A key challenge, however, is the difficulty in knowing whether our purchases contribute to labour exploitation or not. We may suspect that a super-cheap t-shirt imported from another country cannot possible pay ethically for all the costs of manufacture and distribution, but then simply paying more for a different t-shirt may not be any better.
Several anti-trafficking initiatives help to inform consumers about the ethical stance of major brands. For instance:
The Chocolate Scorecard, led by Australia's Be Slavery Free
Australia's Baptist World Aid Ethical Fashion Guide
The UK organisation Ethical Consumer includes a category in their rating system for treatment of workers
One way Rotarians can use their influence is to lobby large corporations and government agencies to address the risks of modern slavery. You might do that through personal connections with managers of corporate social responsibility (CSR) strategies, or through existing lobby groups.
The top-down approach seeks to create appropriate laws, public policies, and codes of practice that protect people from being exploited, and constrain the behaviours of those who would exploit others. Such top-down pressure can strengthen the rule of law, protect human rights, increase the ethical dimension of supply chains, and alter what society overall considers acceptable behaviour.
Examples of this approach include:
The Bali Process on People Smuggling, Trafficking in Persons and Related Transnational Crime (normally just called The Bali Process)
In the sex trafficking area, the US-based National Center on Sexual Exploitation (NCOSE).
A bottom-up approach seeks to facilitate change through grassroots community building. We can all exemplify the kinds of personal virtue and relational integrity to those around us and encourage others to do the same. Our small spheres of influence in our families, friends, work places, churches and other community organisations can create a kinder, more generous, and less abusive society.
As long-term anti-trafficking advocate and RAGAS member Matthew Friedman advises in Be The Hero: Be The Change, we do not need a few huge acts of monumental heroism but millions of small acts of everyday heroism.
Make a personal commitment to live in a way that respects everyone's human dignity.

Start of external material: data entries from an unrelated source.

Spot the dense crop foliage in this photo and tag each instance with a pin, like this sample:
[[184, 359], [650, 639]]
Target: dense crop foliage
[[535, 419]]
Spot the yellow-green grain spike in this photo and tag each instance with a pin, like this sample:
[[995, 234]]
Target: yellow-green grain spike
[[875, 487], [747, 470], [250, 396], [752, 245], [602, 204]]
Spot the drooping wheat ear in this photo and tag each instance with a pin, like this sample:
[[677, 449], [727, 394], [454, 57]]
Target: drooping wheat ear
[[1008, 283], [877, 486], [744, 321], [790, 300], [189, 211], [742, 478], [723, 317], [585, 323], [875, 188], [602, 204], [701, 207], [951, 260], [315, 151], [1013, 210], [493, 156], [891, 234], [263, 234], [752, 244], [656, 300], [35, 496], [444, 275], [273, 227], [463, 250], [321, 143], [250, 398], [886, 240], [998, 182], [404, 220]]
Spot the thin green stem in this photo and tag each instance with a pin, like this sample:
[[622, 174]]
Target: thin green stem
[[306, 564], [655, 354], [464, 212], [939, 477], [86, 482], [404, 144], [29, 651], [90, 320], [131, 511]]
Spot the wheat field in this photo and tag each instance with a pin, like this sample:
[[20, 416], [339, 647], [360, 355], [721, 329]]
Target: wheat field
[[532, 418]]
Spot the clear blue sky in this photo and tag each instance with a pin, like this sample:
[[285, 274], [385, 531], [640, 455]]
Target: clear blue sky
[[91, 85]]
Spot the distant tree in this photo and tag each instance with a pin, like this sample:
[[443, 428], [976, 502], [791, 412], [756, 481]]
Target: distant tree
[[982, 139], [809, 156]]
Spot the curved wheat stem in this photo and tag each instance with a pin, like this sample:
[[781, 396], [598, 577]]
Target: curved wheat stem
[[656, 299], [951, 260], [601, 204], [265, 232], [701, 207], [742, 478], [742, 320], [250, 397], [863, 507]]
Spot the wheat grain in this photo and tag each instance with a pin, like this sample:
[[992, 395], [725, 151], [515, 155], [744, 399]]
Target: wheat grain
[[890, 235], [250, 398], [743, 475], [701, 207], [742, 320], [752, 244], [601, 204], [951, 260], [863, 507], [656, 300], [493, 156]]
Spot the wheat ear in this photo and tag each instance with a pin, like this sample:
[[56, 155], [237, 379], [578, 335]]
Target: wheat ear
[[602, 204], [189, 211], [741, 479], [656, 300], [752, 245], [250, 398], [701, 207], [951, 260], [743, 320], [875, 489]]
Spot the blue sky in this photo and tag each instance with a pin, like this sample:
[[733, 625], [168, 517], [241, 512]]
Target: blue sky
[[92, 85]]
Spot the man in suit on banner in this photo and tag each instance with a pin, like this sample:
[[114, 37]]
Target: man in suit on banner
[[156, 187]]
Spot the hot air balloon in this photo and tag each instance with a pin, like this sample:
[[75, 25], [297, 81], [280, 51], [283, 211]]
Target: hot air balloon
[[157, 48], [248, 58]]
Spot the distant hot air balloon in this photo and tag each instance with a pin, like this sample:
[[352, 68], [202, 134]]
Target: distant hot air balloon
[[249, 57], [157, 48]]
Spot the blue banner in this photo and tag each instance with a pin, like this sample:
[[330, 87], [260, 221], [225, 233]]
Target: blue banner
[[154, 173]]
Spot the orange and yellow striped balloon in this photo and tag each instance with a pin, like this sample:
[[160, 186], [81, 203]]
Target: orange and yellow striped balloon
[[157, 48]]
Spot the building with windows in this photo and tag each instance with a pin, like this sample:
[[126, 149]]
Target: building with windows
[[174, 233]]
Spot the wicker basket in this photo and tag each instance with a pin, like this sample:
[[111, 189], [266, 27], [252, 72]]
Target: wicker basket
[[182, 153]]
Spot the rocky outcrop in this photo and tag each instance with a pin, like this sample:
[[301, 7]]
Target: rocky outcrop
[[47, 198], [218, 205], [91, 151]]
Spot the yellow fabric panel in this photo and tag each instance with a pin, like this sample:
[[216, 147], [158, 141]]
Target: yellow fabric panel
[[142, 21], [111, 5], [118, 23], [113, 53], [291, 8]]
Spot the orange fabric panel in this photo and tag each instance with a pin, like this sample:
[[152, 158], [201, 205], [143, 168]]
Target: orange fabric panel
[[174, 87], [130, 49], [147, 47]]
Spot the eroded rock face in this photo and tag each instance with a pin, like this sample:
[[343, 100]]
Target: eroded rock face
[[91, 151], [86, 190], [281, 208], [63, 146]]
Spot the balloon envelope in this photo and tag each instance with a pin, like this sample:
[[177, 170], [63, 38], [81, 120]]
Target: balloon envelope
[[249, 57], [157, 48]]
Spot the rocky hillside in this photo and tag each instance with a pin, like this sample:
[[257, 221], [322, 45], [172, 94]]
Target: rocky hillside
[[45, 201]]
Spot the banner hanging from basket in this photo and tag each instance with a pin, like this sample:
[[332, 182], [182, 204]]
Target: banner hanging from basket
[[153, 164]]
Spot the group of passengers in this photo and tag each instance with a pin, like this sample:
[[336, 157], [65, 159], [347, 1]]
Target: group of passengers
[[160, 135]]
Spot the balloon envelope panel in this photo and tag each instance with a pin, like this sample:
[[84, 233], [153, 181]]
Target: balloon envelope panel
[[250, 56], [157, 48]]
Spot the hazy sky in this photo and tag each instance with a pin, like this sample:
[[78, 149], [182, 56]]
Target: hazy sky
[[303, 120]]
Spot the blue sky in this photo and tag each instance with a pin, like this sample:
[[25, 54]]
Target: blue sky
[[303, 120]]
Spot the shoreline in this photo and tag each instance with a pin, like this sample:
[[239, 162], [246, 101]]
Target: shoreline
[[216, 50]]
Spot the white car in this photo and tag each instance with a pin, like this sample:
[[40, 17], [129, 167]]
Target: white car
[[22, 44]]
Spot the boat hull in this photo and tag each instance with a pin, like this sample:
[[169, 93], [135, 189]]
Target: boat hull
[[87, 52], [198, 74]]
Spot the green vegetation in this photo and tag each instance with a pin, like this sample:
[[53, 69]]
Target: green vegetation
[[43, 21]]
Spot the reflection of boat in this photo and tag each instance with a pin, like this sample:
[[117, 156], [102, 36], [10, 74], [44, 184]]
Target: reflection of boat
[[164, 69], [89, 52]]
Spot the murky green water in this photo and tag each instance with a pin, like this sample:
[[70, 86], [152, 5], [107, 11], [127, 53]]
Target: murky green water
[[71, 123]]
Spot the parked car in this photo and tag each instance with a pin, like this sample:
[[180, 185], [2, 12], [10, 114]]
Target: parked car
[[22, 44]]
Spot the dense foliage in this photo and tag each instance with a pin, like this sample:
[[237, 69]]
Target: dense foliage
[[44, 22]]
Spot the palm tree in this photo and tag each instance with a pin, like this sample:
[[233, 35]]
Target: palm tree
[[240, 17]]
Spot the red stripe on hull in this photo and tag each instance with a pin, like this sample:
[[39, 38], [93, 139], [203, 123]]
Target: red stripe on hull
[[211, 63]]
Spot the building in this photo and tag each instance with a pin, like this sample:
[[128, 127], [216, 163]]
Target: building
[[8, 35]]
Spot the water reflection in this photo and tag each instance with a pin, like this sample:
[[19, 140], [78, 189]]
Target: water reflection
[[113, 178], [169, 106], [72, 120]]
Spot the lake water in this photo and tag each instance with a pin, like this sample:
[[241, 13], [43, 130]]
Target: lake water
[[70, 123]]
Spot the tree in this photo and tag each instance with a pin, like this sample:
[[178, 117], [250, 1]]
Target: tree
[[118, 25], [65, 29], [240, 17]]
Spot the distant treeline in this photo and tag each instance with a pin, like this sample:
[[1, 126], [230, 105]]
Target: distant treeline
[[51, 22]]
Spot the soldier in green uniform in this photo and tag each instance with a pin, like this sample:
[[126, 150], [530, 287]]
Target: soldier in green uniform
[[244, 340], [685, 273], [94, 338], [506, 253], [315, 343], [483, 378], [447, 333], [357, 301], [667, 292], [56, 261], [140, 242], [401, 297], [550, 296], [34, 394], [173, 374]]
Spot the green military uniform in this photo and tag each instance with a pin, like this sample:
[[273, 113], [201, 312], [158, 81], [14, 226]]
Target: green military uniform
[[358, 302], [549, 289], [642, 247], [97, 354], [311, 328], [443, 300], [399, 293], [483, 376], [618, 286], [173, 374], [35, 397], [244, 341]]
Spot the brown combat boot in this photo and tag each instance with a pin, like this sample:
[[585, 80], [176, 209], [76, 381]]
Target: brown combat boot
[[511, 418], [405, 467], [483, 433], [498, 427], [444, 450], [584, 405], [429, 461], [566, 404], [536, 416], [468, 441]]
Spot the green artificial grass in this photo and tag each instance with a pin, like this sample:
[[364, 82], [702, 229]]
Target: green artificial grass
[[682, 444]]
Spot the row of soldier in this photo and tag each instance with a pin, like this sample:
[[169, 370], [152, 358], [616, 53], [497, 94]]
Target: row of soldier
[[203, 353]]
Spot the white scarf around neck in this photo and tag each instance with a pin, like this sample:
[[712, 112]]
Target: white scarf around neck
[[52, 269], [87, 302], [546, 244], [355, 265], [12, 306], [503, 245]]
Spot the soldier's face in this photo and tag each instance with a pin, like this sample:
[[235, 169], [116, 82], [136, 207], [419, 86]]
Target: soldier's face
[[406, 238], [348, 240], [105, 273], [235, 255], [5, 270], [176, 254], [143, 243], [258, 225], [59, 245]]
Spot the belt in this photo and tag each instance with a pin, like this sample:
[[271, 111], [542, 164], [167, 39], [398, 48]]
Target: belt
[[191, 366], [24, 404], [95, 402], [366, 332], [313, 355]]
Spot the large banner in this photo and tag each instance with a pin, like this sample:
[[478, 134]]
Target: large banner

See the world as a co-operative rather than competitive venture. Be a protector rather than predator. Encourage others to do the same. Challenge situations where that is not happening.
For all our passionate desire to end these horrendous practices, we need to be aware that just the intention to help is not enough. Helping other people is actually very hard, and even more so in extreme situations like modern slavery / human trafficking.
In all we do to disrupt the system of human trafficking, we should ...
Avoid the cowboy rescue model. When rescuing victims is important, it needs to be done in collaboration with law enforcement and social support services.
Not blame the victim (e.g. through law enforcement paradigms that arrest prostitutes)
Avoid traumatising survivors further. For instance, do not share survivor photos or stories without their deep consent. See Ethical Storytelling for further suggestions.